The story starts at Bill’s Pizza Pub in Streamwood, where Patti Rooney and John Marnell tend bar. On May 20, 1998, with the Powerball jackpot overflowing, they collected $5 bills from several pub regulars and drove one hour to Wisconsin for tickets. At the last minute, Capaci threw a fiver into the kitty–either the best or the worst investment he ever made. The next day, Marnell handed Capaci a sealed envelope containing his ticket. Unable to read it without his glasses, Capaci handed the ticket to Rooney to read. “My hands were shaking. I took a step backwards and almost fell,” she remembers. “That was the first time he told us, ‘I’m going to take care of you, too’.”
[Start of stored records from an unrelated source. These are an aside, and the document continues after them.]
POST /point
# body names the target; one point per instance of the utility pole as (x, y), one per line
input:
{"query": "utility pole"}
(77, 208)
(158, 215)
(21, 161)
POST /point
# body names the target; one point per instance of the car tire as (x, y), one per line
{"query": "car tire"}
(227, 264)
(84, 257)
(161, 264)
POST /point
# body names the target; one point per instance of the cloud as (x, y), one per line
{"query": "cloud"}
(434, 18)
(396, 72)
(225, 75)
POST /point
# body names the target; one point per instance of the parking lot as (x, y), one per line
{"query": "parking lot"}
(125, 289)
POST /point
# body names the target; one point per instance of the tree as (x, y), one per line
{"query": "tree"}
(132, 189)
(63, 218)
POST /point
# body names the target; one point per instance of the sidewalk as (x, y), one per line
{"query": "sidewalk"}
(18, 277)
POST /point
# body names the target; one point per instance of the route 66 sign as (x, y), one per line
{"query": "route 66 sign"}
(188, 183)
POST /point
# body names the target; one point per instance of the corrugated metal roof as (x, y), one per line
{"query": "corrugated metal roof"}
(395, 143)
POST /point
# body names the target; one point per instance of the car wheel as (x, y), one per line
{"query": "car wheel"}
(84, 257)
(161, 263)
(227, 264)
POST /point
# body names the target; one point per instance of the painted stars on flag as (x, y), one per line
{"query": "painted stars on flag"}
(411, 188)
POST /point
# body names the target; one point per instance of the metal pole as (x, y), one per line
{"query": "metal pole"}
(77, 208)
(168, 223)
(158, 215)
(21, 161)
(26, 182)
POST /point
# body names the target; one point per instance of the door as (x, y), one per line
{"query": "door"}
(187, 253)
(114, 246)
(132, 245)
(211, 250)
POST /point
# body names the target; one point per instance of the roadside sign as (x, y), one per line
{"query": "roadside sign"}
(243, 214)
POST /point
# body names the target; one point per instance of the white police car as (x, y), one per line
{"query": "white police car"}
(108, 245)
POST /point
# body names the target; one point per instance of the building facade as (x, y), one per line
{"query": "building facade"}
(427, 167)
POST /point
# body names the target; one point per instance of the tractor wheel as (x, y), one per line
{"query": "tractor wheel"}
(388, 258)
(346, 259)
Capaci quickly dashed off checks to Rooney and Marnell for $10,000 each. But pub regulars say that he’d promised the bartenders far more. (Rooney asked for $3 million, and says he offered $500,000 for her and Marnell to split.) Pizza Pub owner Bill Berger says Capaci’s “certainly not going to be happy with the money, because he hasn’t done the right thing. He hasn’t taken care of Patti and John, and this never would have happened without them.”

Maybe the regulars at the bar Capaci used to call “my place” wouldn’t be so hard on him if they thought he’d handled himself better. In the weeks after his win, regulars say, he often turned the pub into the court of the lotto king. He’d order a round of drinks for the house, then lean over to the bartender and say, “Except him!” while pointing at someone he didn’t like. Other times Capaci would complain, “You don’t know the problems that that money has brought me”–infuriating people who were struggling just to pay their bills. “I think Frank wants to be a good guy,” says bar owner Berger. “I’m just not sure he knows how.”

For now, Capaci is staying away from the bar. He’s kept his job as a groundskeeper, unlisted his phone number and bought a shredder for the reams of unwanted mail. “He’s gone into hiding,” says old friend George Brust. For Capaci and other lotto winners, big money brings big problems. That doesn’t stop the rest of us from dreaming of that winning ticket–and of how well we’d handle it if we only got the chance.